Les Parisiennes: How the Women of Paris Lived, Loved, and Died Under Nazi Occupation

With arrests accelerating to a frenzy, the Germans needed to move prisoners out of Paris to other camps. Jews, male and female, were mostly transported to Auschwitz via Drancy. But Drancy was overflowing, and tragically, because the Germans had banned Red Cross parcels, the UGIF was forced to take over responsibility for trying to provide better food and welfare and thus was, by its very act of cooperation with the Germans, complicit. The UGIF, although never responsible for preparing deportation lists, did provide a range of services for the Jewish community, knew the whereabouts of many Jews, and housed children in homes known to the Germans which helped facilitate disastrous raids. But its leaders faced an appalling dilemma: if they refused to supply basic provisions such as blankets and shoes as demanded, then Jews doomed to extinction would be sent on journeys to the east under even harsher conditions. The UGIF leaders believed they had no choice and were facing reality.

In March, after she had spent sixteen months in Drancy, the Germans decided it was time to despatch Béatrice Reinach, who was now deported to Auschwitz in Convoy no. 69. She survived there for another ten months until her death on 4 January 1945, two weeks before the camp was liberated. Her mother, Irène Sampieri, who had not been able to save her daughter, inherited what was left of the Camondo fortune but spent it all in the casinos on the French Riviera in the postwar years and died in 1963 aged ninety-one. The beautiful house, proudly donated by her father to the French state, remains as Béatrice’s monument, all that is left of the family today.

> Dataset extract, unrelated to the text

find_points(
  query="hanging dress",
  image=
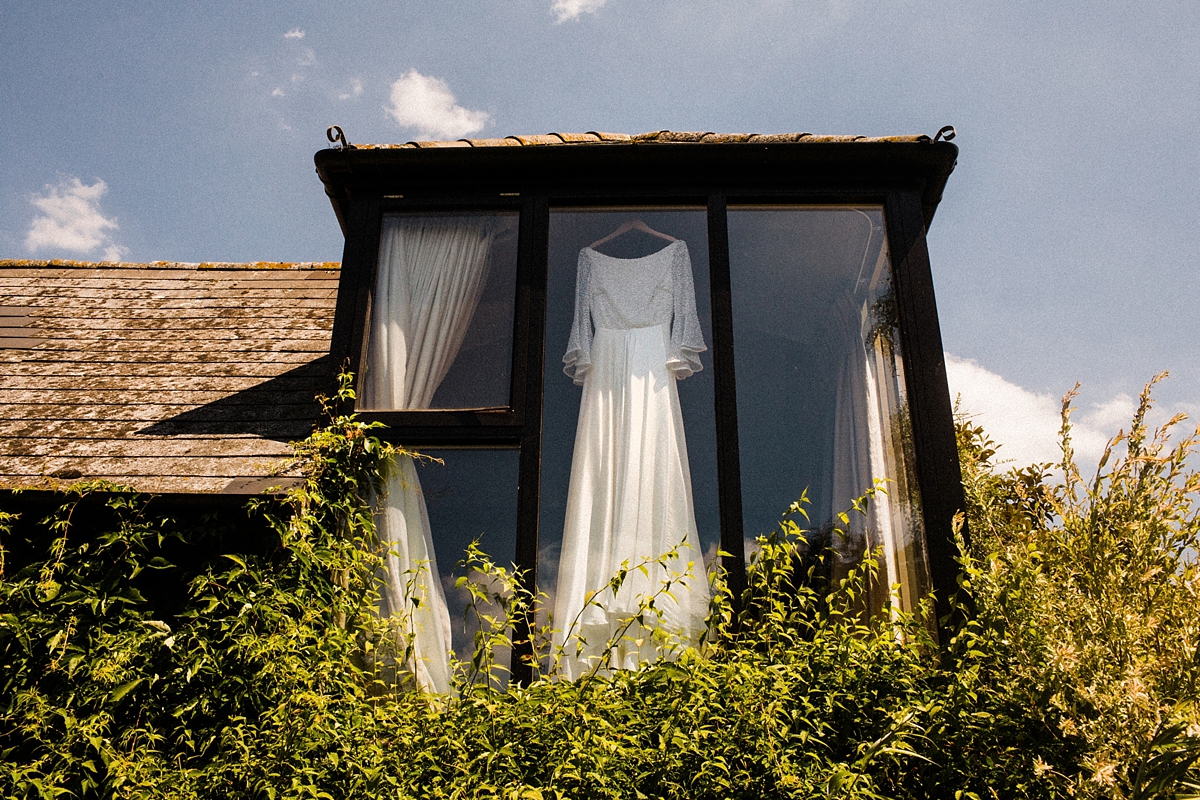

Hélène Berr, who had initially worked for the UGIF in their offices, was now increasingly concerned to save Jewish children whatever the personal cost to herself. She took on more direct tasks for various illegal and secret networks, which smuggled Jewish children from orphanages and homes to farms, villages and other places of safety outside Paris. These networks included the Oeuvre de Secours aux Enfants (OSE), the organization founded in Russia on the eve of the First World War to help destitute Jews, and the Entr’aide Fran?aise Israélite (EFI), some of them operating partially within official UGIF cover, others linked to non-Jewish groups. But the problem for these organizations was that they had still not moved their premises out of legal, easily recognized Jewish institutions. Hélène understood that since the UGIF was German-sanctioned, and had in its possession far too many names, her work risked the taint of collaboration, but her robust sense of morality helped her conclude that working to keep children out of the camps took priority over such personal scruples. This was the most important thing she could do. After the UGIF offices had themselves been raided at the end of July 1943, and all forty-six of the employees found there deported to Auschwitz, Hélène redoubled her own efforts, even going into Drancy itself to help with the feeding and welfare of the internees for two weeks at a time. As the historian David Bellos has concluded: ‘About one third of all Jews resident in France were deported and murdered … but only one Jewish child in ten perished in the years of German occupation and that was very largely because of the courage and skill of people like Hélène Berr and the kindness and generosity of a vast network of French well-wishers who took Jewish children and hid them.’ Notwithstanding, 11,400 French children died.